Tuesday, August 31, 2010
What's with these pseudo homeless 22 year olds in Wicker Park herded against opportune street corners (north/milwaukee/damen) donned in Khaki, clever hats, and $400 worth of tats and piercings? And why are they trying so hard to be so dirty? Is that real dirt? Did the buy it at Urban Outfitters....is it a loose powder or a compact? Here's $2.25, take the purple line up to Wilmette and use your parents shower!
Wednesday, August 25, 2010
Having spent many years working on
Holy shit, it’s 8pm and your at a bar! Put on some f---ing heels, brush that greasy birds nest and try some damn Bare Esceuntuals for a change. Zits and worn out flats from DSW do not make you look “more approachable.”
Saturday, July 24, 2010
My roommate brought home a fabulous little Dirt Devil floor vac (back in the day we used to call it an electric broom). I though, "Dirt Devil?! Is it any good?" Well, I
stand corrected....this mo fo can suck something fierce!!!! Mad skills......I could only imagine that section on it's resume...

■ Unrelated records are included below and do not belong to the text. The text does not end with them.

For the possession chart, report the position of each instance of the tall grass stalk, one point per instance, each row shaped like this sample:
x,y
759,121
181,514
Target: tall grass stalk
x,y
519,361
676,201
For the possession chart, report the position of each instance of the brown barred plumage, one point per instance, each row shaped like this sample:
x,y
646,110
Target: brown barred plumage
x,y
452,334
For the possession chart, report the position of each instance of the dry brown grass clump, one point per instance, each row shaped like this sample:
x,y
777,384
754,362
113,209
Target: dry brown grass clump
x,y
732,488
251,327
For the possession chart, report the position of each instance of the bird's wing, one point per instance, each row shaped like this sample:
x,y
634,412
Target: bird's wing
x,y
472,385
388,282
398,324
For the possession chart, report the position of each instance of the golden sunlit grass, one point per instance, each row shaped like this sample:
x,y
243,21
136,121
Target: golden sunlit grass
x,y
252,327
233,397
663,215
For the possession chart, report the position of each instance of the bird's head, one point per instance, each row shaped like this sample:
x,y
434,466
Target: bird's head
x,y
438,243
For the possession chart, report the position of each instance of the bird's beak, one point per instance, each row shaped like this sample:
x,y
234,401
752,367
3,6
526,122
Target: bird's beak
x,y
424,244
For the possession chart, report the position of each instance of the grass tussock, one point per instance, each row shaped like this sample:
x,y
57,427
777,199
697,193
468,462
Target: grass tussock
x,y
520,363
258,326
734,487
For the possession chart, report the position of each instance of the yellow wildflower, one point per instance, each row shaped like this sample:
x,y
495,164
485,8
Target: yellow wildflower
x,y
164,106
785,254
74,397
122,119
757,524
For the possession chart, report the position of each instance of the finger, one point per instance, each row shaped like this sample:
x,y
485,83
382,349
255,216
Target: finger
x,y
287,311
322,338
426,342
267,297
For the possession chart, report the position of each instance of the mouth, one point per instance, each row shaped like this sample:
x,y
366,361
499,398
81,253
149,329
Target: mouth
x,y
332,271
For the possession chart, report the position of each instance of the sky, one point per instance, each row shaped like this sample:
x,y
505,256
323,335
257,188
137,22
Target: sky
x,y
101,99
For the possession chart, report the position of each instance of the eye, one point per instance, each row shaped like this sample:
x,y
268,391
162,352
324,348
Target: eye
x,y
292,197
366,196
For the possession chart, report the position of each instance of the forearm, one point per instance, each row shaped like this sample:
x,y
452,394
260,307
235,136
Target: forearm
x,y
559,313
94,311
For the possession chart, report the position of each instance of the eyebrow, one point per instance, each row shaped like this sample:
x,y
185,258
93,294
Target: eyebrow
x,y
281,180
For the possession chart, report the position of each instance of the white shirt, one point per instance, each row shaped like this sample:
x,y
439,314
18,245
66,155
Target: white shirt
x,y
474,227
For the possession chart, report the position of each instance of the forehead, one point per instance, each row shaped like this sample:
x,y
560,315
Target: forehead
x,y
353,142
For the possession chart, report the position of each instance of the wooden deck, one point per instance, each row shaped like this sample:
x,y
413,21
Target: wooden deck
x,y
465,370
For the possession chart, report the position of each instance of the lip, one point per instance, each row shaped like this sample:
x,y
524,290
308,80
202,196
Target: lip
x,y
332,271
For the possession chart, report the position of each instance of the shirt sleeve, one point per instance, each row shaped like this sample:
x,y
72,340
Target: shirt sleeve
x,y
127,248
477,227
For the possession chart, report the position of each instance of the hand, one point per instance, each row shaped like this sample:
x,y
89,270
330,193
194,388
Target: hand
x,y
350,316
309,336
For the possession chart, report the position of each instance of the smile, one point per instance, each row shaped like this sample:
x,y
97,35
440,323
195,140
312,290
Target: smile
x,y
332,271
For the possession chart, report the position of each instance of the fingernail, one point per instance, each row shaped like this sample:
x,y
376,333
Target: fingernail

Detail-oriented, with the ability to complete multiple tasks and projects in a high pressure environment
Demonstrated relationship-building skills with clients, customers and vendors
Ambitious and hardworking with a commitment to excellence
Can suck a lemon through a garden hose
Lord knows I love a good conspiracy theory. I am fascinated by the possibilities of them, and even moreso the fascinating belief systems that they foster in those who
don't claim to belong to them...The webs of congnitive strings and connections, and limbs that we go out on to make them connect... that we have created over the course of
years to describe these conspiracies that we aren't even sure exist. If anything, they exist, perhaps only, in the deeply layered stories and associations that we make in
our desperate attempt to defy our own banal, mortal existence.
They are much like the internet. The actual internet is non existent, intangible, has no real form, no walls, ceilings, reception desk, health plan, employees, board of
directors. No one actually ever meets. No buearacracy, no infrastructure, no administration. It exists in the connections that one computer user makes with others by
degrees of seperation.
Seriously, none of those people actually know Kevin Bacon, and barely know each other....and yet, in that ectoplasm, a deep connection exists forming it's own reality.
All of this is fabulously esoteric, and makes for terrific rhetoric, and discussion....until, of course, on the days I have a work meeting. Suddenely, the thought that
thousands of people, seperated by generations, intricately, and furiously organized to maintain a secret over the course of centuries goes out the window when 10 people
can't decide on what to order for lunch in the course of 20 minutes. Good day.
So I ran this morning to Coldplay. I know it's total emo douche music, but it seemed to work. I just pretended I was Gwyneth Paltrow being chased by a herd of Madonna's indigenous children....."take care of us!!!! Mama is on another world tour in Namibia with Donna, Nikki and Umfoofoo...let's have a play date with apple. We're tired of sewing her H&M dresses 12 hours everyday.......They don't even pick them up anymore!!!!"
8 loads of laundry after our hot water was finally turned back on (Landlord finally coughed up the $2000 he owed from the last two years before we rented) I have underwear and socks again but I am too tired to shower, groom, or even begin to have the wherewithal to contemplate briefs, boxers, or those colored bikinis that come in the tube.
I looked over on the bus today and noticed this woman with the tightest, biggest perm I've ever seen and 8 layers of hardcore Mary Kay pancake that took no less than a pod of grey whales and maybe a humpback to manufacture. But you've gotta give it up to her. I mean, in this weather, even on a mild summer day, if I walk more than half a block at a decent gait....I mean I'm not dripping in sweat, but the foundation is gonna migrate!!!!! And the fact that by 5pm her eyeshadow wasn't covering her areolas is a testament to her mad skills!!! Get your resume together honey, the sci fi channel could use an artist like you!!!